For some reason, people know not to "just appear" at our doorstep. Gee, don't know why, lol! But when we have parties, we ALWAYS get a few people who have not been invited show up. Sure it's irratating but we always go overboard on our food and have plenty to eat for everyone.

This just happened at our Christmas brunch. Very small party of 12 (mostly family members) turned into 14 when my Dad's best friend (and his wife) rang the doorbell unannounced. I was beyond irritated but kept my cool. They couldn't find a restaurant open for breakfast on Christmas Day so they called my dad to see where he was at... (My dad never mentioned this call to me and told them he was at my house and they said, we'll be right over!) I know I had enough food to feed them but really! They had just come from their son's house and didn't care for the "continental breakfast" that he had prepared, they wanted real food so I guess this means that I serve "real food"! I know it is mean spirited of me to be upset but boy, it really burned my buns!!!

@Pav , if somebody stopped over unexpectedly, I'd be gracious, and I'd offer food and drink. It wouldn't matter if I was working, not working, or if they woke me up in the middle of the night. If someone needs me, I'm there.

However, I still think it's a bit rude to just "stop by" and assume that the hosts have nothing else to do and that they live on the same schedule you do. These days, no one is far from a phone. I don't think it's a big burden for a guest to call ahead. If it's a tradition among family and/or friends that stopping by is okay, that's a different story.

Even in families where stopping by is a tradition, there are unwritten rules for what times are acceptable for visits. Some folks might be more open to evening guests than to having them show up for coffee at 6 am.

For example, I don't open the door until I've showered and dressed, unless maybe it's the SWAT team banging on the door. Give me a call before you arrive, and I will be showered and dressed and there will be fresh coffee brewing. Stop by without a call, and chances are that I won't even go to the door. It's not that I'm saying you can't come by, just give me warning so I can be ready.

When we were younger it was less of a problem for people just to pop in because our lives and our schedules were different and pretty much everyone we knew lived on the same schedule we did.

As far as evening guests, I'd be less inconvenienced than DH. He gets up at about 4 am, so he goes to bed really early and he likes a little time to unwind in the evening before he goes to bed. So stopping by in a normal "after dinner" timeframe is encroaching on his bedtime. He also would be gracious and stay up and entertain the guests until they left, but he wouldn't be a happy camper the next morning when he had to work on less sleep than usual.

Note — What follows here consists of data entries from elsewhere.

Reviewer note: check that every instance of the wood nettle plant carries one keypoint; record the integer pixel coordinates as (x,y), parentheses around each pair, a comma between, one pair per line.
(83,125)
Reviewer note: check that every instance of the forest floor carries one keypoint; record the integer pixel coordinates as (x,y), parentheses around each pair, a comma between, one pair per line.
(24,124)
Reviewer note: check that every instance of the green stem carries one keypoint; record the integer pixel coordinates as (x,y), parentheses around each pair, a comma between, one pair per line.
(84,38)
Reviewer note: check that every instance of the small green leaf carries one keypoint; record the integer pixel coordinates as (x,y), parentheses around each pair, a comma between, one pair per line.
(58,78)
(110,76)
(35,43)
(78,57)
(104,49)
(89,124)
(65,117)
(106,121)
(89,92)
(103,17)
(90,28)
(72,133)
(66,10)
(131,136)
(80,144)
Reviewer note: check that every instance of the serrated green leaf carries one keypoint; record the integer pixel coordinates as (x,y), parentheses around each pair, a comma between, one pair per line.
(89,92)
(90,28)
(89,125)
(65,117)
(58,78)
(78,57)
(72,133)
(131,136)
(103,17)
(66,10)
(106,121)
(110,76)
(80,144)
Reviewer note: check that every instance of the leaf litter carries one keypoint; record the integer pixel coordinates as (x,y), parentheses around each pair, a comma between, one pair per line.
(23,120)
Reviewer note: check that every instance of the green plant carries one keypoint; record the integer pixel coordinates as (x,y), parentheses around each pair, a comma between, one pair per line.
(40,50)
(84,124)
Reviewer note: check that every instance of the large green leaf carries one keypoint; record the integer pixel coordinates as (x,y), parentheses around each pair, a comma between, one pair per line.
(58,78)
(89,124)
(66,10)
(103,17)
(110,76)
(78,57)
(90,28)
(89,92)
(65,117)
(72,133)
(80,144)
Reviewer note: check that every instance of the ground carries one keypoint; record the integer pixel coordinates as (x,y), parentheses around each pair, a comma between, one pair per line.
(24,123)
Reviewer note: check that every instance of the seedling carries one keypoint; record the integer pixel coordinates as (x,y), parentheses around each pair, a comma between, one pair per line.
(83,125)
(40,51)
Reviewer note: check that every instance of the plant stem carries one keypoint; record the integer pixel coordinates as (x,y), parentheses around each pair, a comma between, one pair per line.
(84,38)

We've actually had guests that have come over after he'd been undressed and ready for bed, and he has gotten dressed again and not made a fuss about it. Once in a while, it's something he can deal with. But if it happened often, it would become a problem.

Some guest are very understanding when you explain that you don't have a lot of time to spend. Others show up with an attitude that you should drop everything and entertain them, because they are more important than anything else you could have on your schedule. The first ones, I have no problem with. The second ones annoy the heck out of me.